Ozone therapy for in-office bleaching did not cause changes in enamel microhardness or surface micromorphology. It led to greater surface smoothness, with a shorter treatment time, compared to the conventional bleaching procedure using tray-delivered carbamide peroxide. This makes it safer in terms of changes in enamel surface properties. However, ozone application requires greater control and the use of a specific tray to prevent inhalation. Further studies are therefore needed to ensure a protocol that is safe, effective, and more convenient for both patient and professional.

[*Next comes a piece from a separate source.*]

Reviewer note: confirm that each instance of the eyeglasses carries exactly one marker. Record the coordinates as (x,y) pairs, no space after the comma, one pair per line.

It can be concluded that treatment with 10% carbamide peroxide for use in trays changed enamel surface properties more than treatments with ozone or with 10% ozonized carbamide peroxide for use in the office. Gaseous ozone therapy for bleaching treatment, with or without carbamide peroxide, maintained the mechanical and physical properties of microhardness and micromorphology of the enamel surface, and either maintained or reduced surface roughness, compared to the conventional tray-delivered carbamide peroxide whitening treatment.